The articles referred to these young people as ‘millennials’ – a generation of people apparently from the ages of 18-35. I’m at the top of that range but I don’t class myself as a Millennial. I’ve always clung on to the fact that in some definitions of generational groups, 1981 was at the end of Generation X and so I can legitimately claim to be a member of the X Generation. Of course, other X-ers may want to throw me off the bus for hitchhiking but I feel more affiliation with them than with the young people who form today’s social media savvy, Instagram and selfie loving youth.
So for the purposes of this piece, I’m not a Millennial and I am a member of Gen X.
The articles about nightclubbing surveyed people in the younger age range about their views on clubbing and reading their responses made me realise we have moved from a clubbing culture that was ingrained in our psyche, to something people see as a bit of an inconvenience really. Growing up as a teen in the nineties, you had a clear social path to follow if you chose. Once you were old enough (read – nearly eighteen) to try to get into pubs underage and look older, you started at local public houses. Admittedly this was easier for us gals as we looked older than our spotty boy friends, and, admittedly we had to prove only that we looked eighteen and not twenty five.
So our first step on the social pathway, unless you count house parties, was the pub on a Friday night. This was the highlight of the week. After a week of college, slaving away, we all got dropped off by the local taxi firm – Mum and Dad Taxis – and we strode in confidently. Actually it was more of a timid entrance, deciding between us who was going to the bar first, to make us look as confident and legal as possible. And then we would buy rounds and rounds of identical alcopops, drink until we felt ill, and then call our parents and take our taxis home. If we were lucky, we might attract attention of boys we liked but mostly we just stared at them. Friday nights. Fab.
Once we had mastered pubs and were close to or had achieved eighteen status, we moved on to the second step on the social pathway. The Big Night Out In Town.
The Big Night Out In Town could be a Friday or a Saturday. We got dressed up in short skirts, weird satin tops with our bras showing through, massive heels, horrendously over the top eye make up, lip stick, lip liner, and copious amounts of hairspray. The works. First we visited the pub, then we made the bus journey into town – the journey itself was part of our night and very exciting with all of the anticipation – and finally, after more pubs in town we graduated to the nightclub.
In the future, when future people look back at us past people, the dance halls and tea dances we learnt about will be a distant memory. They will see a generation of people dancing strangely to music that seems to make no sense, often has no words, and to the unfamiliar would just sound like ‘noise’. They might wonder why it appealed to us, what we saw in it, why we would get hammered on shots and then jump around a room with lots of other sweaty people for three hours on a Saturday night.

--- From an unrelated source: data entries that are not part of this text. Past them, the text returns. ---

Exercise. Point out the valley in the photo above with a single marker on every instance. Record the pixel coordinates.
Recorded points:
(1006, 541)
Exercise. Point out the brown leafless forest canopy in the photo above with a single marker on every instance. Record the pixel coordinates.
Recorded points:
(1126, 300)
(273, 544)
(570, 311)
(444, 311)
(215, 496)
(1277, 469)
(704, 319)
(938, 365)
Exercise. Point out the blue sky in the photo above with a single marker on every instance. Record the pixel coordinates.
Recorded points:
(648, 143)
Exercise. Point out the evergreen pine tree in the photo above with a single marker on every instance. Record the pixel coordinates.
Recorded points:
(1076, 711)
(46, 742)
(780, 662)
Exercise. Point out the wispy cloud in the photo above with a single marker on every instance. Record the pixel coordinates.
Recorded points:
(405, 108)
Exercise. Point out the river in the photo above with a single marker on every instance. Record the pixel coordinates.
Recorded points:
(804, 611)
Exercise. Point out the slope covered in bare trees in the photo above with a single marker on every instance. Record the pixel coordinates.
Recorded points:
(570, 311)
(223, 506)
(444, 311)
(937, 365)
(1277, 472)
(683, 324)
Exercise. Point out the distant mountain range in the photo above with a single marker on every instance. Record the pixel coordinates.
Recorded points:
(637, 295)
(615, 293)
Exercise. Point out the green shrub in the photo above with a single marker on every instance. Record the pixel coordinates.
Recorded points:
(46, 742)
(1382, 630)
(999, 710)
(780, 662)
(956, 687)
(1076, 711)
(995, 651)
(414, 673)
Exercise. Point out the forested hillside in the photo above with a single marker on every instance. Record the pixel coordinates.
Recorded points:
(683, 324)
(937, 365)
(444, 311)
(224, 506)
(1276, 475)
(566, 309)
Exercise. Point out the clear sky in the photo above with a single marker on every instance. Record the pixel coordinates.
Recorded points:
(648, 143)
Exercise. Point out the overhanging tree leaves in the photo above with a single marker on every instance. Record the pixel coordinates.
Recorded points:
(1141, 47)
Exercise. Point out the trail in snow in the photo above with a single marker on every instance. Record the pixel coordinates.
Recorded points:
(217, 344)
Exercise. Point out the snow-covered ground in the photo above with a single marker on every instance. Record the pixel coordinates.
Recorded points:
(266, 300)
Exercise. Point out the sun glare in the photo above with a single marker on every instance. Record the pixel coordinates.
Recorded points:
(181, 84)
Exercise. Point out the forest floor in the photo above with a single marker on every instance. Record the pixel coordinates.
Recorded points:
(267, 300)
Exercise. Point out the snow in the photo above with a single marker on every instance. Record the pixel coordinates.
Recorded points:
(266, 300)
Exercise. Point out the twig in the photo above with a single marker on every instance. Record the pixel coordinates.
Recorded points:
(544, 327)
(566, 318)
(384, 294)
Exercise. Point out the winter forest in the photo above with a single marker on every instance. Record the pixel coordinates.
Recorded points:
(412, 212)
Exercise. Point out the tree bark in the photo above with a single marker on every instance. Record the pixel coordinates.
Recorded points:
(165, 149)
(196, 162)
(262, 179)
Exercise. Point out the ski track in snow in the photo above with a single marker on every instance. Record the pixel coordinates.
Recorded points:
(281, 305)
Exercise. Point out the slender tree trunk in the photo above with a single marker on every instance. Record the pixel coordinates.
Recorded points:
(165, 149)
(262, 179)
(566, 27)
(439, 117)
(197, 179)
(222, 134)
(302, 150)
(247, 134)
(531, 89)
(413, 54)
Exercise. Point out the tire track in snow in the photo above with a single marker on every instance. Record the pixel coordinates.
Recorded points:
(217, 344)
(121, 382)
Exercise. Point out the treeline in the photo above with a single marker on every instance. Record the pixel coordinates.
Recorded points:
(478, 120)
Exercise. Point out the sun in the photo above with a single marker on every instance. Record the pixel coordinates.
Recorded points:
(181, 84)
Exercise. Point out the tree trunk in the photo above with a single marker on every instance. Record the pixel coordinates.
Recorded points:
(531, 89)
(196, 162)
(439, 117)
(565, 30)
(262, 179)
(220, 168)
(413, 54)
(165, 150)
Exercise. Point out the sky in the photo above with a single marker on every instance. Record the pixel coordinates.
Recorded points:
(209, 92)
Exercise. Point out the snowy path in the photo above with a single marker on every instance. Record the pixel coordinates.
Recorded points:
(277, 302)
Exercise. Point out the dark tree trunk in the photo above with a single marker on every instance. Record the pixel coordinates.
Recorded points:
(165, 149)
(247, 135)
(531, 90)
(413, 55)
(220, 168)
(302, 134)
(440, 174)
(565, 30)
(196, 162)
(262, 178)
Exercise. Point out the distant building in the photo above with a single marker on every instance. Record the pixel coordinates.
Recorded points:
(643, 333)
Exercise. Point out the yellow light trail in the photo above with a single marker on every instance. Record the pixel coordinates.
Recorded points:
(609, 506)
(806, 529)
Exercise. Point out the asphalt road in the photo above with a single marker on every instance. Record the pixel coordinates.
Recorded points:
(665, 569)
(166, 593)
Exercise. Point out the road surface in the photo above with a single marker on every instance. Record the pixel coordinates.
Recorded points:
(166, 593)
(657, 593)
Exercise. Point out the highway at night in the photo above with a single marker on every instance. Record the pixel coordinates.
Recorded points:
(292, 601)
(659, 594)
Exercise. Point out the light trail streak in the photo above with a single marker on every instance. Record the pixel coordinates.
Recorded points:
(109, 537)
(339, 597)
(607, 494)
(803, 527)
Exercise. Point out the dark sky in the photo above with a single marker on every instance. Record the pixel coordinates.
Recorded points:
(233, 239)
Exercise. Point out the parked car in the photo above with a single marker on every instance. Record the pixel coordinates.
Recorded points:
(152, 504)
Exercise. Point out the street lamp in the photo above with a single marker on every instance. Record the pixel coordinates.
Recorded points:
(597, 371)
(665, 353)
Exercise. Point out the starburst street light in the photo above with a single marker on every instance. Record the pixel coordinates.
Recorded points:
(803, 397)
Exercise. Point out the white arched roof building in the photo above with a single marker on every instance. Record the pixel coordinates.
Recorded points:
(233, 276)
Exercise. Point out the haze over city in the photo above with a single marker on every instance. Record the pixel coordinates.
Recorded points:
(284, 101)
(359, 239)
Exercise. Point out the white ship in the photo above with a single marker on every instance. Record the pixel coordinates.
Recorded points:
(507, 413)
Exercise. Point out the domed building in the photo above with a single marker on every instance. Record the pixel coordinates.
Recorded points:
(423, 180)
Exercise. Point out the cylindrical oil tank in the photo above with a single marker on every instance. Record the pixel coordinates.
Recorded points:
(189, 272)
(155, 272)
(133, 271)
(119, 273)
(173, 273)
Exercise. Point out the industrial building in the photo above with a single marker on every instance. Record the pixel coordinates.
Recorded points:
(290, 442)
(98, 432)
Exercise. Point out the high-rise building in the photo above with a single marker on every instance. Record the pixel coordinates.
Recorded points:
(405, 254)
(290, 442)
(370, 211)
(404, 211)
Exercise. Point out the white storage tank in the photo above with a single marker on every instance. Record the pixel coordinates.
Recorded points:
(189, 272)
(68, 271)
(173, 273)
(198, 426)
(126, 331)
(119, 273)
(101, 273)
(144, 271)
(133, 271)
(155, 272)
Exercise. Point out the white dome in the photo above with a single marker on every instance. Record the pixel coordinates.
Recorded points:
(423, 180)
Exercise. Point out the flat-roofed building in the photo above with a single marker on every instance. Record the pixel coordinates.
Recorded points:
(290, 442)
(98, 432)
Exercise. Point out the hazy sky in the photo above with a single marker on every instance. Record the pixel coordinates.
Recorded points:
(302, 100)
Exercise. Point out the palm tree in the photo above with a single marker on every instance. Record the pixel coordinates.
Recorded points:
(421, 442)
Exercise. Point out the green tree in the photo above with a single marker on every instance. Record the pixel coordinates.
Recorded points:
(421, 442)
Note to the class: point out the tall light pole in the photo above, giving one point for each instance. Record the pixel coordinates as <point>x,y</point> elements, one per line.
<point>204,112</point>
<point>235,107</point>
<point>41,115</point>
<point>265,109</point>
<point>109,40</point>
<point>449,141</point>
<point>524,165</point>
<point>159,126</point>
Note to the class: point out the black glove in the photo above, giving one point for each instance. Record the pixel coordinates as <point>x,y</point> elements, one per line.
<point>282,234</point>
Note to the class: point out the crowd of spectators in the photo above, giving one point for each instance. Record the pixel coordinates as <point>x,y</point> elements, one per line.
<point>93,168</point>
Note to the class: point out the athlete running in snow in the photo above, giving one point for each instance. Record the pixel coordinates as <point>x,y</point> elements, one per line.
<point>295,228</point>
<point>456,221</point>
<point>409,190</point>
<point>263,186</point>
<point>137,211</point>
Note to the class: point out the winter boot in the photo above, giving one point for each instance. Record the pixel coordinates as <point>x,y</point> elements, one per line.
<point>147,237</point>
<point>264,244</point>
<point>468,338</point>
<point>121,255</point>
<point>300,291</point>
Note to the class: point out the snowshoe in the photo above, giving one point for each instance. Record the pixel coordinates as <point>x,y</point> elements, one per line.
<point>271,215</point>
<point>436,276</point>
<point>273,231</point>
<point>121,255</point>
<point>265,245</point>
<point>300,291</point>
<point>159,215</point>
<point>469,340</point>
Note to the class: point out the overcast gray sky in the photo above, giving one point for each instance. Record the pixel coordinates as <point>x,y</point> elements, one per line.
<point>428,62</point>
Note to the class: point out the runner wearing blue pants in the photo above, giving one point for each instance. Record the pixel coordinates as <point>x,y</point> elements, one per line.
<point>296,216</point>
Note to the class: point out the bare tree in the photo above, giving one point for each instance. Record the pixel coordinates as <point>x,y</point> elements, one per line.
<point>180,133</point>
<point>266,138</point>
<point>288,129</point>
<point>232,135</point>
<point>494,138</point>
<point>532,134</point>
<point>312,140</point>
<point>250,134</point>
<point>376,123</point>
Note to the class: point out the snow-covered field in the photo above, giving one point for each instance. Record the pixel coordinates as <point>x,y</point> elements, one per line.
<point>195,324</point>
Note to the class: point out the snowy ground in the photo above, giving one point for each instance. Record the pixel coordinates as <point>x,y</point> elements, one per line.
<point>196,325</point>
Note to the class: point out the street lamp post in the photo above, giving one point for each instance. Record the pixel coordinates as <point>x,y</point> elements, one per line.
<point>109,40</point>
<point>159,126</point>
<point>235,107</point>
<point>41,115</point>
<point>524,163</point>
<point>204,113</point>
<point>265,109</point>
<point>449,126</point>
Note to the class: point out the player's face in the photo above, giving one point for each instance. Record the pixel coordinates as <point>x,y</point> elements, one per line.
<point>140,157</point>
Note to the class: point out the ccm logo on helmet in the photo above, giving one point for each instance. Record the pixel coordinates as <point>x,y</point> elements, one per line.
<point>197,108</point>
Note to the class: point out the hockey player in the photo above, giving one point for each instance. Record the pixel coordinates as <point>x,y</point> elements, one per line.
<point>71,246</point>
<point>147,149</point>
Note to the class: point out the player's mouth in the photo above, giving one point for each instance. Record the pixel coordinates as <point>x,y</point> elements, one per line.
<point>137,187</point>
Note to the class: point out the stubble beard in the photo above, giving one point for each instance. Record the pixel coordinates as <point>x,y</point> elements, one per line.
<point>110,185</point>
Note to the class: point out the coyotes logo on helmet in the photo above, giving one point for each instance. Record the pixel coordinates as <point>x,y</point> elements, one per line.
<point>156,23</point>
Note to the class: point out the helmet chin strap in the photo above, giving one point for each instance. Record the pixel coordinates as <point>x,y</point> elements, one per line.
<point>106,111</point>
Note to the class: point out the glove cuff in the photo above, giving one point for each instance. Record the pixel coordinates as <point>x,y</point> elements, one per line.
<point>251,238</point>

But for us, it was everything. It was our weekend. It was amazing music. It was amazing atmospheres. It was amazing dancing. It was letting your hair down. It was having fun with your mates. It was forgetting your world and escaping. It was getting dressed up. It was getting drunk. It was feeling free. It was meeting new boyfriends and girlfriends.
It was everything.
So I feel sad that the new generation don’t get that. They don’t have that, and clubs are closing down now to make way for the new ways of socialising.
I suppose they’re not sad for what they haven’t loved. They don’t miss it because it isn’t an important part of their social worlds. It is nostalgia for us X-ers. And when we are all old and living in our futuristic retirement villages we will be able to reenact our youth, tapping our feet to Sonique and Todd Terry and looking knowingly at each other as we remember something special and unique to us.